Our main concern has been to build a cement plant that will be a model of environmental performance in North America. In addition, we will reclaim the site as we progress in the excavation of the limestone deposit.
What contaminants will be generated by the fuels you will be using?
By meeting the world’s strictest environmental regulations, plant-related emissions will not have any impact on public health or the environment. Specific data on the issue will be made available as soon as the Ministry of the Environment has completed the analysis of the environmental updates we submitted.
What kind of commitment have you made regarding the use of fuels that have been the subject of prior analysis?
McInnis will only be authorized to use fuels for which it holds a valid permit from the Ministry of the Environment.
What means will McInnis use to measure emissions and at what frequency?
Emission monitoring will be continuous: 24 hours a day, seven days a week.
Which external means will be used to control emissions and who will implement them?
Our cement plant must abide by applicable environmental regulations. It must conform to them or may have its permit suspended and/or be subject to significant fines. External control measures will be specified by the Ministry of the Environment.
Will dust will be created by the plant?
A number of attenuating measures will be put in place to minimize dust as much as possible.
What will be the manufacturing process?
Limestone and other ingredients enter a pre-heating tower. They then go through a rotating kiln that reaches a temperature of approximately 1,450 degrees Celsius.
What kind of fuel will you be using?
We will use mainly petcoke and coal. Following optimization, the plant will introduce biomass fuel.

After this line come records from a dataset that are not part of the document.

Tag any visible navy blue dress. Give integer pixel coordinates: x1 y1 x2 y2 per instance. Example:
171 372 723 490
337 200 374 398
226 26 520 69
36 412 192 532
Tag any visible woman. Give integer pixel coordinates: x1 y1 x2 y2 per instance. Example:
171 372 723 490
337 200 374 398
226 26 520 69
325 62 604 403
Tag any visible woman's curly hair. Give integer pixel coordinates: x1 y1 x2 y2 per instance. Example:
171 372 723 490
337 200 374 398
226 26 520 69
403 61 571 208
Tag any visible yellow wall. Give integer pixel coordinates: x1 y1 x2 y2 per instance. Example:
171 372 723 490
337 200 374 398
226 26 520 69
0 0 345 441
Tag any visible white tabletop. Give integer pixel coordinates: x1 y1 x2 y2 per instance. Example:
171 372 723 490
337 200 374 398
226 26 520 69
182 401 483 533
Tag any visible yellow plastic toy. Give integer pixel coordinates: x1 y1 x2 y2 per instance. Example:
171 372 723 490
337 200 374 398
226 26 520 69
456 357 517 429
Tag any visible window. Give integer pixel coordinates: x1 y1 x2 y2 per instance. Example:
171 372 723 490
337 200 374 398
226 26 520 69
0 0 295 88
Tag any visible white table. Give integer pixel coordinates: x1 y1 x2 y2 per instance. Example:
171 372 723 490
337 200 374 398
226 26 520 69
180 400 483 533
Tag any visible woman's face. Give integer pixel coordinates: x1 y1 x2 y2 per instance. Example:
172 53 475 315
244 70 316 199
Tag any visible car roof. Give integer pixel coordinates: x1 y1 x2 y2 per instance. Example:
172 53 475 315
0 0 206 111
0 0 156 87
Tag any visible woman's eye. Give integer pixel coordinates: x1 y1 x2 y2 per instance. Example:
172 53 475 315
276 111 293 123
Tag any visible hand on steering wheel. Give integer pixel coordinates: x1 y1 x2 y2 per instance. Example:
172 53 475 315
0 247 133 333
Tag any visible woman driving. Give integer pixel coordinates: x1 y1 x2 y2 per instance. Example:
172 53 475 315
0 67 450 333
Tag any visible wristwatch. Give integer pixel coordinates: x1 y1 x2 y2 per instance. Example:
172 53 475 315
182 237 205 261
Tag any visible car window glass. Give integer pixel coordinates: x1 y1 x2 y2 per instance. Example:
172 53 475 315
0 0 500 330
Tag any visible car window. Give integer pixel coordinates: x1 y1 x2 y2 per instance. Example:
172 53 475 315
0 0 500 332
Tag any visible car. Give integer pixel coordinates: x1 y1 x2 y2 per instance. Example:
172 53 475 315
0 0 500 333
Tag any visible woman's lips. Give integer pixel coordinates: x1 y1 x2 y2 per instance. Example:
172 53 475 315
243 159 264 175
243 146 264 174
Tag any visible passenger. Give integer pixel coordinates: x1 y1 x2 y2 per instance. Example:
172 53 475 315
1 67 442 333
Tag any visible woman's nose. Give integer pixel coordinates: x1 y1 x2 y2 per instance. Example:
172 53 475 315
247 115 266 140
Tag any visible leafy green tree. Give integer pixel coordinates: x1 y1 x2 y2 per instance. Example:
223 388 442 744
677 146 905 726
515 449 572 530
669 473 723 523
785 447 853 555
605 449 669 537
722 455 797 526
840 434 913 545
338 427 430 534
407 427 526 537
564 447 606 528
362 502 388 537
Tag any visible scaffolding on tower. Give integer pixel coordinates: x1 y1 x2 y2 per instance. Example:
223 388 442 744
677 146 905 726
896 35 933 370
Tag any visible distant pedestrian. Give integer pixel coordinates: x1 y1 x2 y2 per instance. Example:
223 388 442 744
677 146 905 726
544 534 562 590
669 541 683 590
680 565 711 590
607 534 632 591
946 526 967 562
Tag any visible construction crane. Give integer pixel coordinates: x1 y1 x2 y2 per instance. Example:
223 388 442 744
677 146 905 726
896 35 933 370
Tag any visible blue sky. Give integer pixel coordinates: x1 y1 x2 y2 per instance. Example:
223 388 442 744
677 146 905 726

Will you be using the railroad?
The railroad is situated in front of our plant. While we intend to use our marine terminal for most of our shipping and receiving needs, the railroad will prove to be a valuable tool during the construction of the cement plant and for shipping cement to regions not reachable by ship.
How much traffic will be generated to transport raw material and finished product to and from the plant? What will be the impact on public infrastructure?
Road traffic will not be very important given our marine terminal. We expect to have one ship per week for shipping or receiving purposes.
What risks are associated with this traffic, especially with the marine terminal?
All shipping and receiving at the marine terminal will take place within a hermetic infrastructure, thereby reducing dust and potential spills.
Knowing that ships coming and going to the marine terminal will have to empty their ballasts, what kind of impact will it have on the environment? Where will the ships be coming from?
Ships, which will be coming from the US, and other countries, will have to meet Canadian and Quebec environmental regulations regarding ballast drainage.
How important is the creation of local jobs?
As much as possible, McInnis will use local contractors and workers. Our contractors will also be asked to fill positions in the region.
To what extent will social acceptability be taken into account?
The project enjoys a rarely seen level of support. A Léger Marketing survey of 1,200 respondents conducted in August 2012 clearly shows that this project has strong local support while ensuring that we handle environmental issues with great care.